Meeresschutz Höhere Wertschätzung dank der Nizza-Konferenz

Bettina Taylor setzt sich für Meeresschutz ein. Foto: © BIRGIT WINGRAT FOTOGRAFIE, 2021

Die Biologin Bettina Taylor, Leiterin des Meeresschutzbüros des Bundes für Umwelt und Naturschutz (BUND), sieht einen Hoffnungsschimmer für die Ozeane.

Frau Dr. Taylor, vergangene Woche endete die dritte UN-Ozean-Konferenz in Nizza. Sie waren dabei, wie ist Ihr Fazit?

 

Die Konferenz bot die Chance, den Schutz unserer Meere und Ozeane viel höher auf die politische Agenda zu bringen. Das ist aus unserer Sicht auch gelungen. Ein besonderes Momentum hatte die Konferenz bei weiteren Ratifizierungen für das UN-Hochseeschutzabkommen. Zwar ist die notwendige Anzahl von 60 Ratifizierungen noch nicht erreicht, es gilt aber als sicher, dass dieses Ziel bis zur UN-Generalversammlung im September 2025 erfüllt wird. Damit wäre für den Schutz der Hochsee ein wichtiger politischer Durchbruch erreicht. Dass die Meere eine höhere Wertschätzung erfahren, das ist in Nizza zum Teil geglückt.

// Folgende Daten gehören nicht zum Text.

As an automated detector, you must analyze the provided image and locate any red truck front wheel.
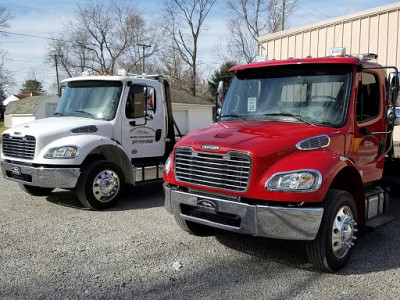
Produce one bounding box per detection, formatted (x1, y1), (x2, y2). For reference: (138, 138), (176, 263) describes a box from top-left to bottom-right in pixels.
(306, 190), (357, 272)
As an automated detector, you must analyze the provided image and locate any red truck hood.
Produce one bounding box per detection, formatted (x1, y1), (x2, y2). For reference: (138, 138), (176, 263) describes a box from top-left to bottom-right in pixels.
(176, 121), (344, 157)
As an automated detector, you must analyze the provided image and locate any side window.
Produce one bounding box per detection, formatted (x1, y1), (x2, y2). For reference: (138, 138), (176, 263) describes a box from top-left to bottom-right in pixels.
(125, 85), (146, 119)
(356, 73), (380, 123)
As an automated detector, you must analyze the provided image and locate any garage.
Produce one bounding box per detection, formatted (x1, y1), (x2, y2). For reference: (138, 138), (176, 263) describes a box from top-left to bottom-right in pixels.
(171, 89), (214, 134)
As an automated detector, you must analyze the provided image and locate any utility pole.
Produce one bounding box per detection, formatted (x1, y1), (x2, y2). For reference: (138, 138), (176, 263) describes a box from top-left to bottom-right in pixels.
(54, 54), (62, 94)
(281, 0), (293, 30)
(136, 43), (151, 73)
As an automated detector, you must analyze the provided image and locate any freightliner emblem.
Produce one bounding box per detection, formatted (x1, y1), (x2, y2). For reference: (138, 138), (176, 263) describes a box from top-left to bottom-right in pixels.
(201, 145), (219, 151)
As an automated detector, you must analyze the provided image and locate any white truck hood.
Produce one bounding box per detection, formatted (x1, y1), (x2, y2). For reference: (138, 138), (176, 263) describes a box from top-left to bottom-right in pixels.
(4, 117), (113, 143)
(2, 117), (114, 164)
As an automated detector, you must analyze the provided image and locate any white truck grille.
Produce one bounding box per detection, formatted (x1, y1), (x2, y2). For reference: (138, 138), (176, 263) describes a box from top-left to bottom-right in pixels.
(175, 147), (251, 192)
(2, 134), (36, 159)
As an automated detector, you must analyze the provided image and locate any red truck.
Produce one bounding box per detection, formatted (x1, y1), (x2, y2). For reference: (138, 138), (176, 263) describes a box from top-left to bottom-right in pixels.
(164, 49), (399, 272)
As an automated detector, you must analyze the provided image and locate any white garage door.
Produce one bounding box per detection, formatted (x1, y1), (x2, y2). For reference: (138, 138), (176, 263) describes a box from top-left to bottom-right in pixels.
(173, 110), (189, 134)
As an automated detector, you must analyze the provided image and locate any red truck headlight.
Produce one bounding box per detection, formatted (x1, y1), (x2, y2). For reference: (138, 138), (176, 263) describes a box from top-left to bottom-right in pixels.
(164, 155), (172, 175)
(265, 170), (322, 192)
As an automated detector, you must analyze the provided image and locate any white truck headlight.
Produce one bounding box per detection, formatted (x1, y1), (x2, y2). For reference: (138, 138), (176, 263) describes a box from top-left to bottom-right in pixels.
(44, 146), (79, 158)
(164, 155), (172, 174)
(265, 170), (322, 192)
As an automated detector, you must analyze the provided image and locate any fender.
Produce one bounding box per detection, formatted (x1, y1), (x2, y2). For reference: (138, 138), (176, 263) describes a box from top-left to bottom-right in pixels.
(37, 134), (134, 183)
(252, 150), (362, 203)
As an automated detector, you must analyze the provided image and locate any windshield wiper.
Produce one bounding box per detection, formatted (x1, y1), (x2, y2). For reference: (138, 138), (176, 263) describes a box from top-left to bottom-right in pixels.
(264, 112), (315, 126)
(220, 114), (246, 121)
(73, 110), (96, 119)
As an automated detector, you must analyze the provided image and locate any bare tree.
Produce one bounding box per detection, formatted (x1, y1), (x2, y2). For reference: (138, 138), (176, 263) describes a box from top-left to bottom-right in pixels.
(49, 0), (158, 76)
(220, 0), (293, 63)
(164, 0), (216, 96)
(0, 49), (15, 94)
(0, 5), (14, 99)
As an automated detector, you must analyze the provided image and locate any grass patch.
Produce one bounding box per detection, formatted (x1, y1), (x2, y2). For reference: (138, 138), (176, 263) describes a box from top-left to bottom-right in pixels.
(0, 121), (8, 143)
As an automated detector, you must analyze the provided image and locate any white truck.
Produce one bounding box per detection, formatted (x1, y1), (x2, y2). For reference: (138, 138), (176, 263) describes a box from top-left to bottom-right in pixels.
(1, 72), (175, 209)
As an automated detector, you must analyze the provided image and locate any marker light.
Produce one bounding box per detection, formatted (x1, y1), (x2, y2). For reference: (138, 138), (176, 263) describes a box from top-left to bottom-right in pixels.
(44, 146), (79, 158)
(265, 170), (322, 192)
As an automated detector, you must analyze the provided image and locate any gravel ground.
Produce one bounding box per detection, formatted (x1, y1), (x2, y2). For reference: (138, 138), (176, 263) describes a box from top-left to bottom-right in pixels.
(0, 178), (400, 300)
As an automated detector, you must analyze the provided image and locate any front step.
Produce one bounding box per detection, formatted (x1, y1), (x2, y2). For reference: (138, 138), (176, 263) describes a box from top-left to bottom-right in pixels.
(365, 215), (396, 229)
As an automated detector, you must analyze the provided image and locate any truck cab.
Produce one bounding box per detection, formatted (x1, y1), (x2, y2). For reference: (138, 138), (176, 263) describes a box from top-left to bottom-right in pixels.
(1, 74), (175, 209)
(164, 51), (398, 271)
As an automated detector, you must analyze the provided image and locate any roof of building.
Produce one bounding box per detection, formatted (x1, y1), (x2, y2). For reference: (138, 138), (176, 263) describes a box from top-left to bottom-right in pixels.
(5, 96), (58, 115)
(170, 89), (213, 105)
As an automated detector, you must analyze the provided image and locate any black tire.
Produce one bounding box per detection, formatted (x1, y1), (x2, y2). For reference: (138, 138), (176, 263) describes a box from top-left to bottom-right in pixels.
(76, 160), (125, 210)
(175, 216), (211, 236)
(306, 190), (358, 272)
(19, 183), (54, 196)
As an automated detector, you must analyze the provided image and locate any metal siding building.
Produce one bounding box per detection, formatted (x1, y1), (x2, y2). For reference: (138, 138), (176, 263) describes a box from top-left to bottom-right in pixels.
(258, 2), (400, 68)
(258, 2), (400, 144)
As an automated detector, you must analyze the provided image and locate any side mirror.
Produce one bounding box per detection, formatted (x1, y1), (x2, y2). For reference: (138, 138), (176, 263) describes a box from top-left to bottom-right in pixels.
(387, 72), (400, 106)
(145, 87), (156, 120)
(147, 87), (156, 110)
(58, 84), (66, 97)
(394, 108), (400, 126)
(217, 80), (224, 107)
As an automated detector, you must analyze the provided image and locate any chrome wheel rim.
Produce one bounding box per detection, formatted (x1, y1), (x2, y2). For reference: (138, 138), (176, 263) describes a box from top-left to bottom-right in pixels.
(332, 206), (357, 259)
(92, 170), (120, 202)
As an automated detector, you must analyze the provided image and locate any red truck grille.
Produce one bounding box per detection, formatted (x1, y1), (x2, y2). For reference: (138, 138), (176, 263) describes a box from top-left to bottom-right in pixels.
(2, 134), (36, 159)
(175, 147), (251, 192)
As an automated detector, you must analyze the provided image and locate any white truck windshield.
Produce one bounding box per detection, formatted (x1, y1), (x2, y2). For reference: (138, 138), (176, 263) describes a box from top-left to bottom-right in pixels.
(220, 65), (352, 127)
(54, 80), (122, 121)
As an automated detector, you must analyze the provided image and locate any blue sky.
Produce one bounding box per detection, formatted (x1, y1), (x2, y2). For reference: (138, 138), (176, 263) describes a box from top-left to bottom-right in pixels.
(0, 0), (398, 93)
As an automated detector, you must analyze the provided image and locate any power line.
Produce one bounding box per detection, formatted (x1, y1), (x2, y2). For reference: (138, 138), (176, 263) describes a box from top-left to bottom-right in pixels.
(297, 0), (332, 19)
(0, 30), (62, 41)
(7, 58), (45, 63)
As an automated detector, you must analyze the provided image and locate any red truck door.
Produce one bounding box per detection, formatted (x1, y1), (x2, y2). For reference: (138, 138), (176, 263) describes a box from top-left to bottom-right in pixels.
(350, 70), (386, 182)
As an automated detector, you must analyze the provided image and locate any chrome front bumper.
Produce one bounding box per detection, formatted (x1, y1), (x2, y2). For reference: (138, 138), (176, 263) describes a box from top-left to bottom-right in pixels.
(164, 183), (324, 240)
(1, 160), (80, 188)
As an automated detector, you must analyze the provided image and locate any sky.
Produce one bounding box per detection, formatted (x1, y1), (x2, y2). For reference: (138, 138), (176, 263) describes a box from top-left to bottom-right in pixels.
(0, 0), (398, 94)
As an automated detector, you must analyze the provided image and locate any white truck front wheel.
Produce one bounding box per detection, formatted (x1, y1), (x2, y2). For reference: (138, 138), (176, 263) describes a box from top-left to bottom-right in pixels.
(76, 160), (124, 210)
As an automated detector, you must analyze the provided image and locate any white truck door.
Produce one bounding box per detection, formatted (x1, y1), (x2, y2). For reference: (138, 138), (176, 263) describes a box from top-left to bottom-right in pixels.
(122, 84), (165, 158)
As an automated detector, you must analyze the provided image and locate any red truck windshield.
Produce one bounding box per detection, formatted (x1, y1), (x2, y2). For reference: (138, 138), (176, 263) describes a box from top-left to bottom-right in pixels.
(221, 64), (353, 127)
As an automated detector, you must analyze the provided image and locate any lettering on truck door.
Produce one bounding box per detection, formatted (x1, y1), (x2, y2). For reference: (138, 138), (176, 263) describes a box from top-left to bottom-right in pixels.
(351, 72), (386, 182)
(122, 84), (165, 158)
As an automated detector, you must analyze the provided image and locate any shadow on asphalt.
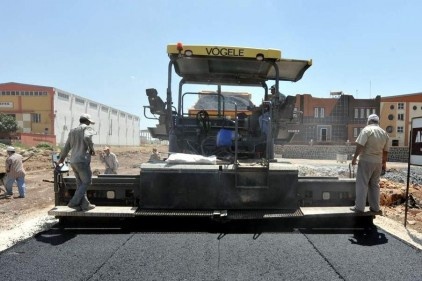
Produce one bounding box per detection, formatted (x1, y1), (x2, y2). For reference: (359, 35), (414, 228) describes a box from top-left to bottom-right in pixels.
(35, 217), (388, 246)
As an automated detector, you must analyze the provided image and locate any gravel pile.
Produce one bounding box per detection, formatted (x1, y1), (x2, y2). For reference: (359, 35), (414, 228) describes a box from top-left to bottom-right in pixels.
(383, 166), (422, 185)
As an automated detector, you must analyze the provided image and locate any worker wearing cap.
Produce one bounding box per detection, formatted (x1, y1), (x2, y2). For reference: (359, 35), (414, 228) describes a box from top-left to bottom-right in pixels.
(58, 113), (96, 211)
(351, 114), (390, 212)
(5, 146), (26, 198)
(100, 146), (119, 174)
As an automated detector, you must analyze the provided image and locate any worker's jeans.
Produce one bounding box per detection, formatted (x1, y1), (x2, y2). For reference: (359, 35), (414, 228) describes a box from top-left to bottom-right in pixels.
(69, 162), (92, 207)
(355, 160), (382, 211)
(5, 176), (26, 197)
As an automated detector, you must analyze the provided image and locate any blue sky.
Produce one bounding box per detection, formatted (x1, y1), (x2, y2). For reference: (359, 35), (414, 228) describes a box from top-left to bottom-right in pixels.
(0, 0), (422, 129)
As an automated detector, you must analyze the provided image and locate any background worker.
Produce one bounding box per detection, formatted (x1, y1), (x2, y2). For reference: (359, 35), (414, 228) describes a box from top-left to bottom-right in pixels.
(5, 146), (28, 198)
(351, 114), (390, 212)
(100, 146), (119, 174)
(148, 147), (161, 162)
(58, 113), (96, 211)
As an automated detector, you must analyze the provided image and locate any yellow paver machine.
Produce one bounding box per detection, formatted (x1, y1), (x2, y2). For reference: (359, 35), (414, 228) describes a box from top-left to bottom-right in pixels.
(49, 43), (375, 225)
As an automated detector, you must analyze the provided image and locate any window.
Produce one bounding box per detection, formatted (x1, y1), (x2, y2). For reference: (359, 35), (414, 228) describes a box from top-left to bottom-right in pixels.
(314, 107), (324, 118)
(57, 92), (69, 100)
(31, 113), (41, 123)
(359, 108), (365, 118)
(89, 102), (98, 109)
(75, 98), (85, 105)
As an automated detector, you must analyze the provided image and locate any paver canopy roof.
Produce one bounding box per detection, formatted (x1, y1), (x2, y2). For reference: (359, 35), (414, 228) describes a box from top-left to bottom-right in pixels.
(167, 45), (312, 86)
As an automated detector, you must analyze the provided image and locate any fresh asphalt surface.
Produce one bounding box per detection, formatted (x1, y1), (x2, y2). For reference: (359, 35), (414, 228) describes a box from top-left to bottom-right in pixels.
(0, 219), (422, 281)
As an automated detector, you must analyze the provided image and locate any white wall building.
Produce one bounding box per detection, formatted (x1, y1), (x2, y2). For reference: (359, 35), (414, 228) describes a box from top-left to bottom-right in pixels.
(53, 88), (140, 146)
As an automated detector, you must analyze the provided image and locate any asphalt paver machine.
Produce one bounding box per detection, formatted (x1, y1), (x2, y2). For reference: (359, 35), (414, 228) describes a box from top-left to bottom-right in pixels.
(49, 43), (380, 224)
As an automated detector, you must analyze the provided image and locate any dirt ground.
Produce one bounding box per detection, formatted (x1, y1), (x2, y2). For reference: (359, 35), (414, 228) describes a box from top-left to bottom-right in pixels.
(0, 145), (422, 233)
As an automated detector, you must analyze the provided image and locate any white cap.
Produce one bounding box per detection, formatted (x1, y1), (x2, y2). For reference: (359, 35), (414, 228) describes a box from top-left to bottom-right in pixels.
(6, 146), (15, 151)
(368, 114), (380, 123)
(79, 113), (95, 124)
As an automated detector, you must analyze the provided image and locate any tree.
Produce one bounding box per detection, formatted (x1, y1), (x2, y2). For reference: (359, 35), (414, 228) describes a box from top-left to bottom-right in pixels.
(0, 113), (18, 136)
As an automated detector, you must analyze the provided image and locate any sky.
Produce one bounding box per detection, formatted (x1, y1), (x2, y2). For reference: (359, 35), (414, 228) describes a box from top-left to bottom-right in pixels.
(0, 0), (422, 129)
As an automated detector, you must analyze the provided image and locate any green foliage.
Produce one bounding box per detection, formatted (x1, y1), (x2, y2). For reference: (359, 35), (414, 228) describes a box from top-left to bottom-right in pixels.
(0, 113), (18, 134)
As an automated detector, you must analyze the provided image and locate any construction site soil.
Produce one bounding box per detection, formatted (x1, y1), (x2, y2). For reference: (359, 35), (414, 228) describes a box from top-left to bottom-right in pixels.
(0, 145), (422, 251)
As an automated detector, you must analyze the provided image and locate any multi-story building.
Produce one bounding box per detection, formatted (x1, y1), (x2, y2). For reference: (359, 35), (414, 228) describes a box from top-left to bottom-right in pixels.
(380, 93), (422, 146)
(0, 83), (140, 145)
(290, 92), (381, 144)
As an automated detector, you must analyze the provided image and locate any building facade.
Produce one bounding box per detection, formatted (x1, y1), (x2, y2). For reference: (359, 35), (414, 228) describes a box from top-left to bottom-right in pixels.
(0, 83), (140, 146)
(290, 92), (381, 145)
(380, 93), (422, 146)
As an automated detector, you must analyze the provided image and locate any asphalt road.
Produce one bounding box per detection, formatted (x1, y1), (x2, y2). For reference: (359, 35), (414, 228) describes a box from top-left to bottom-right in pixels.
(0, 217), (422, 281)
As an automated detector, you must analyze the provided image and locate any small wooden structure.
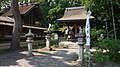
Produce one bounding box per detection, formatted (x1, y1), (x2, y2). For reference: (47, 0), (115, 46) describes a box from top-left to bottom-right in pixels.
(57, 6), (94, 40)
(0, 4), (47, 41)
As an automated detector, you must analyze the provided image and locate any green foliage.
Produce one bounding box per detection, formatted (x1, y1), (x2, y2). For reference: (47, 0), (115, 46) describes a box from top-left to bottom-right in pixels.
(40, 0), (81, 28)
(94, 39), (120, 63)
(82, 0), (120, 37)
(93, 51), (110, 64)
(91, 29), (105, 47)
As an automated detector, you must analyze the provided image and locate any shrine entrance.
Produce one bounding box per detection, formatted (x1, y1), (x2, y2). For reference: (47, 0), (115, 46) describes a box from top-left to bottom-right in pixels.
(57, 6), (94, 41)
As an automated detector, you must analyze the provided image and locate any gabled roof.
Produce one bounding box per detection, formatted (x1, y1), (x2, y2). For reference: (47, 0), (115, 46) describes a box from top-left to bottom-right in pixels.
(3, 5), (35, 16)
(57, 6), (94, 22)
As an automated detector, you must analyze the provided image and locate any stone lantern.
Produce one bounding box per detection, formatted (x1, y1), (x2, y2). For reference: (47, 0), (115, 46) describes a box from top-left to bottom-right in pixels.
(25, 29), (34, 56)
(77, 27), (84, 64)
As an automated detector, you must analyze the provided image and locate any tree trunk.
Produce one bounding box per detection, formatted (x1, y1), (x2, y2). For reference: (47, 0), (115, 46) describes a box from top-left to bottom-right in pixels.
(10, 0), (22, 50)
(110, 0), (117, 39)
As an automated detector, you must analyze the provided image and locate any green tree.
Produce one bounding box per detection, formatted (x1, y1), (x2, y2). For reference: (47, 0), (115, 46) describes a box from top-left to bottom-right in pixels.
(40, 0), (81, 28)
(82, 0), (120, 38)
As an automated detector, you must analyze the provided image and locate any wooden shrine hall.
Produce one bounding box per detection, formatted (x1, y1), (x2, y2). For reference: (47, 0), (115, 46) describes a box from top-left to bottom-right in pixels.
(57, 6), (94, 39)
(0, 4), (47, 41)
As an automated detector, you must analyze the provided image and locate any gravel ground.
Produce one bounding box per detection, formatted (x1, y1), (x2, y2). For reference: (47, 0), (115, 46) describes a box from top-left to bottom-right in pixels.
(0, 49), (80, 67)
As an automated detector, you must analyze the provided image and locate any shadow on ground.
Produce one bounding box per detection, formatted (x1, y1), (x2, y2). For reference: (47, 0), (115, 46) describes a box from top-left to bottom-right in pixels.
(0, 50), (76, 67)
(0, 49), (26, 67)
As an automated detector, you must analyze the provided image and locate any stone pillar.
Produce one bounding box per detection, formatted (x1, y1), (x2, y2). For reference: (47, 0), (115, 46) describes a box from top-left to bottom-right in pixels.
(77, 27), (84, 64)
(25, 29), (34, 56)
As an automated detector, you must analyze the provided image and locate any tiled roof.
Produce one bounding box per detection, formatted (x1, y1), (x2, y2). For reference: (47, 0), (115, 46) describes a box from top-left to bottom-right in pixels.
(58, 6), (94, 22)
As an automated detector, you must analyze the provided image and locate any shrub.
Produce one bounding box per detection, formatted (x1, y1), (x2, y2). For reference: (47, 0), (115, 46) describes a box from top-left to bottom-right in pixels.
(94, 39), (120, 62)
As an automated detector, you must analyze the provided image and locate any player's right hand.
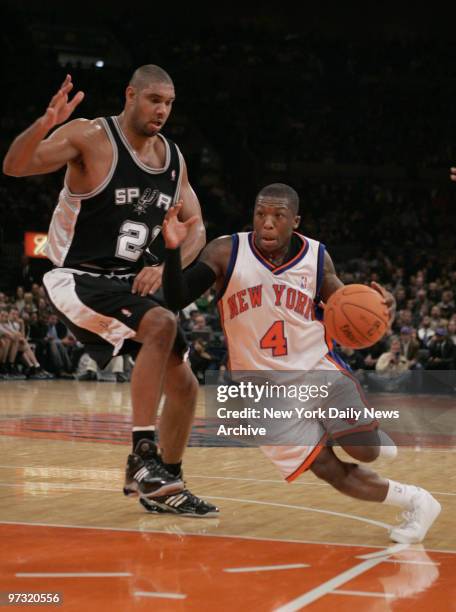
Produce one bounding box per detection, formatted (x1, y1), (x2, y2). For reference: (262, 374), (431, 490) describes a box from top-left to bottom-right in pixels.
(41, 74), (84, 130)
(162, 200), (198, 249)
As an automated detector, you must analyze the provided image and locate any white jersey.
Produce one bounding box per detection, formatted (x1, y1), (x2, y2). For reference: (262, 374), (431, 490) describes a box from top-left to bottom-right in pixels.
(219, 232), (329, 371)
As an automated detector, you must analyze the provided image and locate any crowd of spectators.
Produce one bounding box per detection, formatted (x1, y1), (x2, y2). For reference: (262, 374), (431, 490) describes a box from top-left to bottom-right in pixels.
(0, 243), (456, 384)
(0, 6), (456, 382)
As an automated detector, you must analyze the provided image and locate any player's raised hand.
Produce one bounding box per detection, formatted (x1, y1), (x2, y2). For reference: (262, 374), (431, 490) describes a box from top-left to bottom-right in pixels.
(162, 200), (198, 249)
(41, 74), (84, 130)
(371, 281), (396, 327)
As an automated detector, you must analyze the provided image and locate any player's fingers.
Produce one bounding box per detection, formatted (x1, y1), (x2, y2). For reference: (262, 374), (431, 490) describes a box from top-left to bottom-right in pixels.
(148, 278), (161, 295)
(184, 215), (198, 228)
(371, 281), (386, 299)
(60, 74), (71, 89)
(68, 91), (85, 112)
(131, 270), (144, 293)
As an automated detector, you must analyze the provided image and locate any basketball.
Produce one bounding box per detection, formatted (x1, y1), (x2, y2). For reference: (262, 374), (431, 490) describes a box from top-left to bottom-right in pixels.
(324, 285), (389, 349)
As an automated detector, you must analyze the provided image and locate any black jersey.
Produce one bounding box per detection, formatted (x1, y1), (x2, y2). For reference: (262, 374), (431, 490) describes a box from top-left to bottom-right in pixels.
(46, 117), (183, 269)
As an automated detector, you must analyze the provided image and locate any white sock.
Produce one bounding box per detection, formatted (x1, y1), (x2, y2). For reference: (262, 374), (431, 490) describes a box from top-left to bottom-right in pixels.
(378, 429), (397, 459)
(383, 480), (419, 509)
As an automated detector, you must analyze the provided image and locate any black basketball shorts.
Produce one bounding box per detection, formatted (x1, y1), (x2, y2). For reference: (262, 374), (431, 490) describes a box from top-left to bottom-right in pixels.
(43, 268), (187, 368)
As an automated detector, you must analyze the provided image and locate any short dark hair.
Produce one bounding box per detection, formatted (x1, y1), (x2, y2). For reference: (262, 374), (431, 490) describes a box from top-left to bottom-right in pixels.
(255, 183), (299, 215)
(129, 64), (174, 89)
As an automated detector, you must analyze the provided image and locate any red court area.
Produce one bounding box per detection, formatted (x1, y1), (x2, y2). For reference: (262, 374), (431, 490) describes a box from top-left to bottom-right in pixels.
(0, 524), (456, 612)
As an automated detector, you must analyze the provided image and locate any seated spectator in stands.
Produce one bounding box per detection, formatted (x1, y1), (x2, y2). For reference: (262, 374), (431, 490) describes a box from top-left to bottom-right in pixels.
(448, 317), (456, 346)
(42, 314), (73, 378)
(418, 315), (435, 348)
(14, 286), (25, 313)
(430, 305), (441, 330)
(77, 353), (128, 383)
(188, 337), (215, 385)
(8, 308), (49, 380)
(375, 336), (409, 377)
(437, 290), (456, 319)
(15, 255), (35, 291)
(23, 292), (38, 314)
(428, 281), (442, 304)
(412, 289), (431, 319)
(393, 309), (413, 332)
(336, 346), (364, 375)
(400, 327), (421, 370)
(0, 308), (25, 378)
(394, 281), (407, 310)
(361, 331), (392, 370)
(426, 327), (455, 370)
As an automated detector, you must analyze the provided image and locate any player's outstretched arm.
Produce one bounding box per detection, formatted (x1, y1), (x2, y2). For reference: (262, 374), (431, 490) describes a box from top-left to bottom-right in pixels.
(132, 159), (206, 296)
(320, 251), (344, 302)
(3, 74), (84, 176)
(320, 251), (396, 325)
(162, 209), (231, 310)
(174, 159), (206, 268)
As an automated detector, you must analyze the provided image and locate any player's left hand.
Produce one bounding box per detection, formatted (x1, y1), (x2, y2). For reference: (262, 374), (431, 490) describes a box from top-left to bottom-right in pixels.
(162, 200), (198, 249)
(131, 265), (163, 297)
(371, 281), (396, 327)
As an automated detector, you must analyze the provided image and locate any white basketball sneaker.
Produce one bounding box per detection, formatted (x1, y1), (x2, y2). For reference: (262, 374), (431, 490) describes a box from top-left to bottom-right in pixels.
(390, 488), (442, 544)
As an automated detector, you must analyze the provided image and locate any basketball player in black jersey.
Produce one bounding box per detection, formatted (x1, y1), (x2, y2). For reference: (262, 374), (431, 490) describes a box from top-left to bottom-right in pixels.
(3, 65), (218, 516)
(159, 183), (440, 544)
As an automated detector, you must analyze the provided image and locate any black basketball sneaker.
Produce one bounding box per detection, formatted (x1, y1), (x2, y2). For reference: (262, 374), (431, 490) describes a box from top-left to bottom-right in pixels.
(123, 440), (184, 498)
(139, 489), (219, 518)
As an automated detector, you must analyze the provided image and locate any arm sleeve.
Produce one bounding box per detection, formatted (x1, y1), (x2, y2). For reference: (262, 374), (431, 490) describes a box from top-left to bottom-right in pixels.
(163, 249), (217, 310)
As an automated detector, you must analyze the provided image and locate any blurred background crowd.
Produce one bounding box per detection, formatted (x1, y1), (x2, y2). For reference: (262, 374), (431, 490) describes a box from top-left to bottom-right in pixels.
(0, 1), (456, 382)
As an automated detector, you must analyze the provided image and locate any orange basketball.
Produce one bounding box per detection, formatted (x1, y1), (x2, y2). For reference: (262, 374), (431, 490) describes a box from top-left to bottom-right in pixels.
(324, 285), (389, 349)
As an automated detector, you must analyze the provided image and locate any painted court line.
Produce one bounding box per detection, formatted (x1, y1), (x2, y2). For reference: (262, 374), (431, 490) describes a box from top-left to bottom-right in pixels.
(356, 544), (410, 559)
(385, 559), (440, 565)
(0, 465), (456, 497)
(275, 544), (408, 612)
(223, 563), (310, 574)
(0, 517), (456, 557)
(328, 590), (396, 599)
(133, 591), (187, 599)
(16, 572), (132, 578)
(0, 482), (392, 530)
(206, 495), (392, 530)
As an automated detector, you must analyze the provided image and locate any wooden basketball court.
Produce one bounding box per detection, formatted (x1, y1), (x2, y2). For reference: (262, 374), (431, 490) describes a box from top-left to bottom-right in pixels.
(0, 381), (456, 612)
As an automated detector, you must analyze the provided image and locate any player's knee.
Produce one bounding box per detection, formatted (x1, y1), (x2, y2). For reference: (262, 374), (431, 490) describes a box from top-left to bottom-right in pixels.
(310, 449), (335, 484)
(138, 306), (177, 344)
(172, 367), (198, 400)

Für Schlagzeilen sorgte , dass US-Präsident Donald Trump den Tiefseebergbau vorantreiben will. Lassen sich solche Pläne stoppen?

In Nizza haben zahlreiche Staaten ihre ernsten Bedenken zur Ausbeutung der Tiefsee zum Ausdruck gebracht, aber es schlossen sich nur vier weitere Länder der Forderung nach einem Moratorium an, einer „vorsorglichen Pause“, wie sie auch Deutschland unterstützt. Derzeit lehnen damit insgesamt 37 Staaten den Beginn von Tiefseebergbau zum jetzigen Zeitpunkt ab.

Meeresschutz gilt unter den Vereinten Nationen weitgehend als freiwillige Maßnahme. Gab es neue Selbstverpflichtungen in Nizza?

Neue Selbstverpflichtungen von Deutschland und anderen EU Staaten gab es nur wenig, viel eher wurden bereits bestehende Vorhaben und Versprechen als neu verkauft. Gerade beim Thema Schutzgebiete und der sozial-ökologischen Transformation der Fischerei haben wir konkrete Maßnahmen und Zeitpläne vermisst. Zwar wurde viel über das Ziel der Biodiversitätsstrategie gesprochen, bis 2030 mindestens 30 Prozent der Meere zu schützen, und davon ein Drittel streng. Es sind aber von den EU-Staaten kaum konkrete Schritte genannt worden, wie das in der kurzen, verbleibenden Zeit bis 2030 erreicht werden soll.

Wie bringt sich Deutschland beim Meeresschutz ein? Tut die neue Bundesregierung genug?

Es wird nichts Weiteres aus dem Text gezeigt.